Malgré des heures passées à leurs côtés en plein vol, 
nos voisins de siège demeurent souvent anonymes. 
Notre collaboratrice a voulu briser cette bulle invisible, faisant des découvertes aussi étonnantes qu'enrichissantes.

Mis à jour le 29 août 2018
Sophie Fouron LA PRESSE

Gandom, 30 ans

Habitait à Téhéran

Rencontrée lors d'un vol Francfort-Montréal

C'est parce que Gandom s'est convertie au christianisme que vous ne verrez pas son sourire éclatant ni ses yeux lumineux. En Iran, renoncer à l'islam peut entraîner une peine d'emprisonnement et Gandom craint pour sa sécurité et celle de sa famille (même si elle quitte Téhéran pour de bon). Une photo de dos et l'utilisation de son surnom ont été les compromis pour que je puisse raconter son étonnante histoire...
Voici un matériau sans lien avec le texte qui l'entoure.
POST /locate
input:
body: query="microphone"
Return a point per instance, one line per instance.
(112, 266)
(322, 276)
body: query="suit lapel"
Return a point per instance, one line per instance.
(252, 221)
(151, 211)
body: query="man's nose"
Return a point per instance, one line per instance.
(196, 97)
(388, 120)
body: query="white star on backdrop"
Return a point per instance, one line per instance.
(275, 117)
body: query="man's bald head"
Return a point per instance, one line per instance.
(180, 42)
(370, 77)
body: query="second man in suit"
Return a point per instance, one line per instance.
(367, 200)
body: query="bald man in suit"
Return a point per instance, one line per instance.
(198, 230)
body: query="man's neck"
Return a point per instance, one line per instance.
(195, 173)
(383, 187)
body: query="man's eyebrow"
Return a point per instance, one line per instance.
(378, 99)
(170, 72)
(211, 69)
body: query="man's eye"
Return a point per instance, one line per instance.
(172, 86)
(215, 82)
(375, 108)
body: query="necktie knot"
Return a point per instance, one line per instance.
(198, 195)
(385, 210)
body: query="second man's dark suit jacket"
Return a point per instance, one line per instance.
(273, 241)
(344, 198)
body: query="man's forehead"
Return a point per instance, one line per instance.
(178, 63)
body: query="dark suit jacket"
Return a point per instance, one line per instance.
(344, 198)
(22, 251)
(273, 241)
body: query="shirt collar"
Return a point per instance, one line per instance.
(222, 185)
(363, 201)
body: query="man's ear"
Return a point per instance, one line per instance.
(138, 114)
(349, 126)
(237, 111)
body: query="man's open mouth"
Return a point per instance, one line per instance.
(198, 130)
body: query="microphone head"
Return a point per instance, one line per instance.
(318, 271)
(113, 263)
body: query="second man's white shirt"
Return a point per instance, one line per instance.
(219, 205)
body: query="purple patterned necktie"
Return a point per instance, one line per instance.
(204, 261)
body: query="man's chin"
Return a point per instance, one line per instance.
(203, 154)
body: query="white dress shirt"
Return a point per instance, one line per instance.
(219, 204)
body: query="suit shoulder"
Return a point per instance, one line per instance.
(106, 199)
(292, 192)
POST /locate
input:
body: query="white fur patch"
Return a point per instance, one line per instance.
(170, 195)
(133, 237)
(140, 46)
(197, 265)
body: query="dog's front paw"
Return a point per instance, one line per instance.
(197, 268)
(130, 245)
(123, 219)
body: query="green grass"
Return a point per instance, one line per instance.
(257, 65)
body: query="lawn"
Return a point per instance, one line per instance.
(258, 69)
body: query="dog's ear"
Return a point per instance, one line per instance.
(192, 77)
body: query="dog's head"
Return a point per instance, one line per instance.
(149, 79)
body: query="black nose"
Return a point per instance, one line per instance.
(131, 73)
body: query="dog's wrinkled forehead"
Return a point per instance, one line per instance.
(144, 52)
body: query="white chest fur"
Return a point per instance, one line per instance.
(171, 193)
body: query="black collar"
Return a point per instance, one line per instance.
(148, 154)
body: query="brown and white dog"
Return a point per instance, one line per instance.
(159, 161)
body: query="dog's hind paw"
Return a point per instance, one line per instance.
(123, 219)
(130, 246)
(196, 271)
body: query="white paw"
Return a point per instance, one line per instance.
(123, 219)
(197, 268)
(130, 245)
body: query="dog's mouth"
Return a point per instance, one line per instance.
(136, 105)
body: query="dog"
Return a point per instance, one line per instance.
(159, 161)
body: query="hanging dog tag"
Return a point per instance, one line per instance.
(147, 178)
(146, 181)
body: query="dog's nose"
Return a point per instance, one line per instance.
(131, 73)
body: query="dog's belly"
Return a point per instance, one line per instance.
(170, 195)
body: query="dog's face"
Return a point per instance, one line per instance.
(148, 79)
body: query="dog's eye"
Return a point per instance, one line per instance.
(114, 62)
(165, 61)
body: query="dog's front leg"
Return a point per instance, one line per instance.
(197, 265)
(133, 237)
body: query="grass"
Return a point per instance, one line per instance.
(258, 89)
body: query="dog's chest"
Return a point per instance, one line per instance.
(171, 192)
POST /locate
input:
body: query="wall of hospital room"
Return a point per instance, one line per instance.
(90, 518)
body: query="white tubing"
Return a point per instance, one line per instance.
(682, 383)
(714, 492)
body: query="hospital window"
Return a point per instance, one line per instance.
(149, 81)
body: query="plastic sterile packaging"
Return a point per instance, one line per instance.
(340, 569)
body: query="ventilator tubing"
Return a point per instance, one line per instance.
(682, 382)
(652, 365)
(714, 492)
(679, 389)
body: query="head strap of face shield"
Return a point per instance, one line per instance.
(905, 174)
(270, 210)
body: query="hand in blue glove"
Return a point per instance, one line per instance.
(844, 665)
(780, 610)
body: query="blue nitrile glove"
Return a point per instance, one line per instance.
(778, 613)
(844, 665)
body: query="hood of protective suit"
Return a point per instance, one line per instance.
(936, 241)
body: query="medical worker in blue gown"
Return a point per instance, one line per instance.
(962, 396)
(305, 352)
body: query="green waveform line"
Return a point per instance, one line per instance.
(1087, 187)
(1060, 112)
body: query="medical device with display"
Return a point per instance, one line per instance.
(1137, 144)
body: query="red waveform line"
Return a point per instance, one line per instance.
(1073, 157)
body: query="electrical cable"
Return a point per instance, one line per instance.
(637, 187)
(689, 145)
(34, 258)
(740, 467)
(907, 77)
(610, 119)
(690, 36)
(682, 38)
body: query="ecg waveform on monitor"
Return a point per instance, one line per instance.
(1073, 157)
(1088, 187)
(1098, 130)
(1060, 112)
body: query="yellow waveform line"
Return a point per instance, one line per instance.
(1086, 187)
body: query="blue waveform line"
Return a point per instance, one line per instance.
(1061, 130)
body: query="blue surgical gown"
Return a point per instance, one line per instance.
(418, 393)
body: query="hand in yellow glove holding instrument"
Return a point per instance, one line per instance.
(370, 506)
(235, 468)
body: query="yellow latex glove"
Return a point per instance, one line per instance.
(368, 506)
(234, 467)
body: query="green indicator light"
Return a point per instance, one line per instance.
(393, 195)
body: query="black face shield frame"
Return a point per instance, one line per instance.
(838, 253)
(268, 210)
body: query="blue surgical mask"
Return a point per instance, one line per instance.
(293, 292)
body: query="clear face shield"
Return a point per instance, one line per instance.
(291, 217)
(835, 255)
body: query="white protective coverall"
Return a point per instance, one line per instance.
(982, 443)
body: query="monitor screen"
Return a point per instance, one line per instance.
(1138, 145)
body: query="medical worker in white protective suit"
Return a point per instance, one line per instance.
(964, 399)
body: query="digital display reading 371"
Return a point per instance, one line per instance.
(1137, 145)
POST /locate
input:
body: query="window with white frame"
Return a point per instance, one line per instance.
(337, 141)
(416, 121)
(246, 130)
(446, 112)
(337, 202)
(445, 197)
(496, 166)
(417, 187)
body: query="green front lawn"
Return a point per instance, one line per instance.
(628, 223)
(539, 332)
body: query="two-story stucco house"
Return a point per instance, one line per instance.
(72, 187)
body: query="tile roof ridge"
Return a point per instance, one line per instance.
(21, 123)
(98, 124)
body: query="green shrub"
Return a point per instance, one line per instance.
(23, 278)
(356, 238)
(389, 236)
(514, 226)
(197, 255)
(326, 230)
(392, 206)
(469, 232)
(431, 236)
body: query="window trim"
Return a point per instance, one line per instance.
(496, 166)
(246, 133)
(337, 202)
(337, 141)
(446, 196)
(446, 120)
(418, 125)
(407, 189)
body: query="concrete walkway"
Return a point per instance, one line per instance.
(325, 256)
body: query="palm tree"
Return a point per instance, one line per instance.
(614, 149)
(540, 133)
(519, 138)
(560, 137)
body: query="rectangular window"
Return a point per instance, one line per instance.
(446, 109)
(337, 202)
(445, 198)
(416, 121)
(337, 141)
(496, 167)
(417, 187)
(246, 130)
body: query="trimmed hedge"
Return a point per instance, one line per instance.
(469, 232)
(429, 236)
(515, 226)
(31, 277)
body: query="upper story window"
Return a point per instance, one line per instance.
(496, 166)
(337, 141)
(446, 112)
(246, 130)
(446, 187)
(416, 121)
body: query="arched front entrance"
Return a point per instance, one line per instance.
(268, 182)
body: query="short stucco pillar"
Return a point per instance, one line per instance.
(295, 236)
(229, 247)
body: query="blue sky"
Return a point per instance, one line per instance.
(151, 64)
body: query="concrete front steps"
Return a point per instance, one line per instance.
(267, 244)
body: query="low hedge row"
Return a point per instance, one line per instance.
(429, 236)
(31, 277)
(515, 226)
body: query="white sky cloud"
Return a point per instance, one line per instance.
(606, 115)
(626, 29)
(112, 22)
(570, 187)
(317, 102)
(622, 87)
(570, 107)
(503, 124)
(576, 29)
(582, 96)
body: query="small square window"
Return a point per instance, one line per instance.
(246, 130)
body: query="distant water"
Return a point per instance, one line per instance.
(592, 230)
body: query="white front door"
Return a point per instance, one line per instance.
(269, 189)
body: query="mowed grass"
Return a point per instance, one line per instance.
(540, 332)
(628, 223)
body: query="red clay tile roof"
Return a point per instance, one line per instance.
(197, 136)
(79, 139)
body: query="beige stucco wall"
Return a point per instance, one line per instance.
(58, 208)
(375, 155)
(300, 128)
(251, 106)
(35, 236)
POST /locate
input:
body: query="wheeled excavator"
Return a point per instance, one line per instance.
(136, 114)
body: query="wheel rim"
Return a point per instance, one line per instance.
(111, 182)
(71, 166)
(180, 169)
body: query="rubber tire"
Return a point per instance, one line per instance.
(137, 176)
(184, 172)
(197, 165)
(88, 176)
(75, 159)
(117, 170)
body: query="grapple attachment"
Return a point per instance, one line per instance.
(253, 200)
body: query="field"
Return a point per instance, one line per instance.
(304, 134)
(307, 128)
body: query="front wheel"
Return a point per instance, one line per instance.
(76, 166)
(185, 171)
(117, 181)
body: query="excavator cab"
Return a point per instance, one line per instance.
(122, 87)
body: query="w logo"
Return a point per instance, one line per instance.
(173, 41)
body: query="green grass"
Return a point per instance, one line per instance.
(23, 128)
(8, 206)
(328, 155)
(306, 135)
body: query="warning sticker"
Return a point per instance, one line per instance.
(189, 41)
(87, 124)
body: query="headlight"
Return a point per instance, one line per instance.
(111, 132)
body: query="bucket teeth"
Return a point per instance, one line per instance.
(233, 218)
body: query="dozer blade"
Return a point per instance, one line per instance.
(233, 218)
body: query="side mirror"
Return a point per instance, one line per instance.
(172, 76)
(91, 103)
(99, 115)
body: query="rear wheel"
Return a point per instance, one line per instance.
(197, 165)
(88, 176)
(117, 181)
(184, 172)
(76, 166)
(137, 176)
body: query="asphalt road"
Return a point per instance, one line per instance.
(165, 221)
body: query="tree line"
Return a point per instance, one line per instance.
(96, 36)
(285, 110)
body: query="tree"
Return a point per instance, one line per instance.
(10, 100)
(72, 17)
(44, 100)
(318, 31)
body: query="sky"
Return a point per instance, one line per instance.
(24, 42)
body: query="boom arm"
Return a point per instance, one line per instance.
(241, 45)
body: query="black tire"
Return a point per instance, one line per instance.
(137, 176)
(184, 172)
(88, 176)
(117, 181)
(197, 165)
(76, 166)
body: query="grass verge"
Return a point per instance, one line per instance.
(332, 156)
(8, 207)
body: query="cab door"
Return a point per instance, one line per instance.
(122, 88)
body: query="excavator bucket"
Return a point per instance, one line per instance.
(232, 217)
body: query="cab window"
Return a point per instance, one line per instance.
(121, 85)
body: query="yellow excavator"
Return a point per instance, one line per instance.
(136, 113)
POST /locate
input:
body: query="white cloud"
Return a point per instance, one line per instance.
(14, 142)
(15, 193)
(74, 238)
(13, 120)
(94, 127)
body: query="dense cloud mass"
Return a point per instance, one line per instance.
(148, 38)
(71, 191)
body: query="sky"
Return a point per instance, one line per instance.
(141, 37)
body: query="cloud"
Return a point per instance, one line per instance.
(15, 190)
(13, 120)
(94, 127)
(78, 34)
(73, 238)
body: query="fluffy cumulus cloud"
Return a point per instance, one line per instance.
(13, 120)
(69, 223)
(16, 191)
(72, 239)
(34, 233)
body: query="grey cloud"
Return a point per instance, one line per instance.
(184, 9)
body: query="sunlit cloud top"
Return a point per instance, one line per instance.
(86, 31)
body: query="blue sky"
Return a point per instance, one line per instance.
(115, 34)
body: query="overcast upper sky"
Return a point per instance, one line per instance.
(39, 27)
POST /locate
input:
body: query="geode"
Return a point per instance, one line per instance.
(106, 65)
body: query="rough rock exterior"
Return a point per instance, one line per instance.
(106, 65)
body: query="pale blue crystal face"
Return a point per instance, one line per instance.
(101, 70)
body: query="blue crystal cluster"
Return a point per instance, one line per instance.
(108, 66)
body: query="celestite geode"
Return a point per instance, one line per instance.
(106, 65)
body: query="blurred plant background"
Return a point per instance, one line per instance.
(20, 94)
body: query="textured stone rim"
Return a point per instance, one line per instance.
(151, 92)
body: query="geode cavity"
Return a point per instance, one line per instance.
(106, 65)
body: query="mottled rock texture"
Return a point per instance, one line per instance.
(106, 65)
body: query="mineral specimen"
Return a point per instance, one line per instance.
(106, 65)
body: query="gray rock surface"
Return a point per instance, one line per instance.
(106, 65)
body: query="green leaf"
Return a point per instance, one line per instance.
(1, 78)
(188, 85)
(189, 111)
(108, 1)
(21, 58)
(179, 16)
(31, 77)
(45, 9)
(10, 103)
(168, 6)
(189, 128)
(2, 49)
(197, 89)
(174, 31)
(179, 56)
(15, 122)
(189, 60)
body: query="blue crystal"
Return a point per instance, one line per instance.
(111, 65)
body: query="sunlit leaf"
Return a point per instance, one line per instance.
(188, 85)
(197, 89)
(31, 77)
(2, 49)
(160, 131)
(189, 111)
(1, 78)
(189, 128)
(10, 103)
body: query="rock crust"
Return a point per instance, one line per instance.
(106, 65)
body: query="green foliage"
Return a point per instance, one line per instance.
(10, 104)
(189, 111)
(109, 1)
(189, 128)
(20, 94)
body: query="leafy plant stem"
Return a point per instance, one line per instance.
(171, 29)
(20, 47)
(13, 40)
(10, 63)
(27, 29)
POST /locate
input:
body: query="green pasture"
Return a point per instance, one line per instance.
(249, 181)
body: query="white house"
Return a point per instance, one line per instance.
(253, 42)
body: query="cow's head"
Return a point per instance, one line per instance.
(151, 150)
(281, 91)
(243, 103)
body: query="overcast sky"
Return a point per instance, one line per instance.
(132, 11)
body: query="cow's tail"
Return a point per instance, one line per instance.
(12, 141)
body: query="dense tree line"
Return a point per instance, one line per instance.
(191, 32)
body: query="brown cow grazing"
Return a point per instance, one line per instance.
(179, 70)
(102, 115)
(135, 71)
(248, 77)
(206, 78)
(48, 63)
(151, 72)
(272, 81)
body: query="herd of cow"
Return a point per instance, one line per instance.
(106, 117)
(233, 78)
Gandom est fébrile. Elle a pris un aller simple pour le Canada. Elle va retrouver son mari, également d'origine iranienne, qui habite à Québec depuis plusieurs années.

«Il trouve la ville très agréable, parle bien français et travaille maintenant comme éducateur en garderie.

- Est-ce que vous vous connaissiez déjà en Iran?

- Non. Grâce à un collègue, j'ai commencé à correspondre avec lui il y a deux ans. On parlait pendant des heures, des nuits. Il m'a parlé de Jésus, m'a initiée au christianisme et m'a, ni plus ni moins, sauvé la vie. J'étais malheureuse, déprimée. J'avais même des idées suicidaires.»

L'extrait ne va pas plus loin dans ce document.